Jensen touts medical freedom in Rochester visit
GOP gubernatorial candidate held a rooftop rally Sunday in downtown Rochester.
ROCHESTER — Republican candidate for governor Scott Jensen said Sunday patients and their doctors deserve freedom to make choices in their treatments.
Jensen was speaking generally and about COVID-19 treatments but didn’t clarify if his remarks apply to a woman's right to abortion care.
Jensen, a family physician from Chaska, told a group of nearly 100 supporters at a rooftop meet-and-greet at Kathy’s Pub on Sunday he doesn’t want to be limited in his ability to help patients seeking treatment for COVID-19.
Jensen has five times been investigated by the Minnesota Board of Medical Practice for multiple reasons including promoting use of the drug ivermectin to treat COVID-19.
“I don’t want my license investigated again, I don’t want to lose my license,” he said. “I want to be a family doctor.”
Whether that freedom would apply to women seeking abortion care or physicians performing abortion procedures, Jensen said the issue isn’t part of the upcoming November election.
“The Minnesota Supreme Court has ruled on that,” he said.
However, Jensen said if he was elected he would address those concerns.
“That will be part of the discussion,” Jensen said. “But I think, for Minnesota, it’s clearly not on the ballot, but what is on the ballot is to fight inflation, crime and education.”
Jensen has also publicly opposed vaccine mandates and has been critical of the pharmaceutical companies that, he said, saw a financial boon without any liability in the COVID vaccines.
Jensen kicked off the event talking about education saying teachers need more support and parents need to be involved in their children’s education.
“We don’t want the new normal to be kids indoctrinated in school,” he said. “We’re not interested in kids who are burdened with the idea that things are easy for you because of this or things are harder for you because of that.”
Jensen said a proposal by incumbent Gov. Tim Walz to raise Minnesota’s gas tax would contribute to the already rising burdens inflation has putting on Minnesotans.
He said Walz’s clean energy initiatives fall short on the existing technologies.

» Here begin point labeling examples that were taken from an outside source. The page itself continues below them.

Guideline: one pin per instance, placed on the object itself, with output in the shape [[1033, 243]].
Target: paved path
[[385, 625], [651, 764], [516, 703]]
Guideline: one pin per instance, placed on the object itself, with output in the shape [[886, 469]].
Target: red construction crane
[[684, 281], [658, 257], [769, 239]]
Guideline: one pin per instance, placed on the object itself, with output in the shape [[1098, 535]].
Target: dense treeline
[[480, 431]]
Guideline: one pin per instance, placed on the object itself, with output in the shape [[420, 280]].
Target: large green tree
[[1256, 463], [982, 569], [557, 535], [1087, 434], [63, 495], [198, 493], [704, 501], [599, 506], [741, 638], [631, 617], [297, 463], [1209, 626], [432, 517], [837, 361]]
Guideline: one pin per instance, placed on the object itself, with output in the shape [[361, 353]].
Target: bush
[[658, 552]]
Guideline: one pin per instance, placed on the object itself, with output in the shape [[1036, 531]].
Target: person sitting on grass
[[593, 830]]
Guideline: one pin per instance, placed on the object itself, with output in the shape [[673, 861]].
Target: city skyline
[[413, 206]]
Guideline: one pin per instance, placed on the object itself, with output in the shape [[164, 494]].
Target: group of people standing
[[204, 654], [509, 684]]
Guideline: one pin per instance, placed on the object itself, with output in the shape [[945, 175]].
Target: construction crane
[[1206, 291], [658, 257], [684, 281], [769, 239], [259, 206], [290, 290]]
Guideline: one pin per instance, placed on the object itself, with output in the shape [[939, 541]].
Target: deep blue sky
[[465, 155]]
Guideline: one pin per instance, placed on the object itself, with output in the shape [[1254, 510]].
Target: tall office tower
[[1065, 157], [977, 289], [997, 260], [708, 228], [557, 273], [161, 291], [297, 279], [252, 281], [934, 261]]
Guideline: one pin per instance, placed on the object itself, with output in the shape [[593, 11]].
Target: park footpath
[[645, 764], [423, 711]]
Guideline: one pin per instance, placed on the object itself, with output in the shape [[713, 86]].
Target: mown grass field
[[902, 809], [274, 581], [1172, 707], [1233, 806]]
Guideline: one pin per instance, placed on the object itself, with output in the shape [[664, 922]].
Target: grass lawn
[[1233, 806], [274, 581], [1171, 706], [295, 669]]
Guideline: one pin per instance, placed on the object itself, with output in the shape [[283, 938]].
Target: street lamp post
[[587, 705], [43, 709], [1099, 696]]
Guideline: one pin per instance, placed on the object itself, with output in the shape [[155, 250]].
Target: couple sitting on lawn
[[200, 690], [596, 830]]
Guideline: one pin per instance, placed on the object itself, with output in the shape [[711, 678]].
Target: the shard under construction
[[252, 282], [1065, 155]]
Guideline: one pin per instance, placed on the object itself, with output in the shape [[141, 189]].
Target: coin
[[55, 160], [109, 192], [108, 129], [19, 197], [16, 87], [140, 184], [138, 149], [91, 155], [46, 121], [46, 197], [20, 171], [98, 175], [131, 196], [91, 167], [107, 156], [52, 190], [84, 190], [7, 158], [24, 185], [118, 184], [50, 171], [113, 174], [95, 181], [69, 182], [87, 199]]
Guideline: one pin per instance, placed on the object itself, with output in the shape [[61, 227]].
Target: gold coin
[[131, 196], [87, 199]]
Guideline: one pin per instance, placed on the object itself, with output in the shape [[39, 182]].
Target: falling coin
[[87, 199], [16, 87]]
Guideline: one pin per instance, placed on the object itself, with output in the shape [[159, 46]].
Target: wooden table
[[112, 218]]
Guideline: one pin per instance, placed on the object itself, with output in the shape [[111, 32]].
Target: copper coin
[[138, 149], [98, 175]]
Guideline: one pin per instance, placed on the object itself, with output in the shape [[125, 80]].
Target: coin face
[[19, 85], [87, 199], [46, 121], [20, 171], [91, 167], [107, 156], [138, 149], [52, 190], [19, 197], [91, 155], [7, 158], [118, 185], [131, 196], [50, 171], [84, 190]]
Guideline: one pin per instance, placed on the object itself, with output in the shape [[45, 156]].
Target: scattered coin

“We can’t have our wants exceed our technological capabilities,” Jensen said.
He specifically aimed at Walz’s goals for the percentage of cars in Minnesota to be electric. Under the plan unveiled last week , Walz calls for 20% of Minnesota's cars to be electric by 2030.
“We’re doing virtue signaling; we’re saying, ‘I would like to have a green energy base.’ Well so would I,” Jensen said. “I would also like ice cream cones to fall out of the sky tomorrow too.”
Jensen promised to support law enforcement including tripling the size of the Minneapolis police force. Jensen said incarceration should continue to serve as a deterrent for other crimes.
In a report released Friday, the state Bureau of Criminal Apprehension reported a record number of murders in Minnesota for the second consecutive year.
“We have a lawlessness never seen before in the state,” Jensen said.
The BCA released its 2021 uniform crime report showing a 21.6% increase in violent crime across the state.
Jensen and Walz are scheduled to face off in a debate in Rochester Oct. 18, 2022, at KTTC-TV.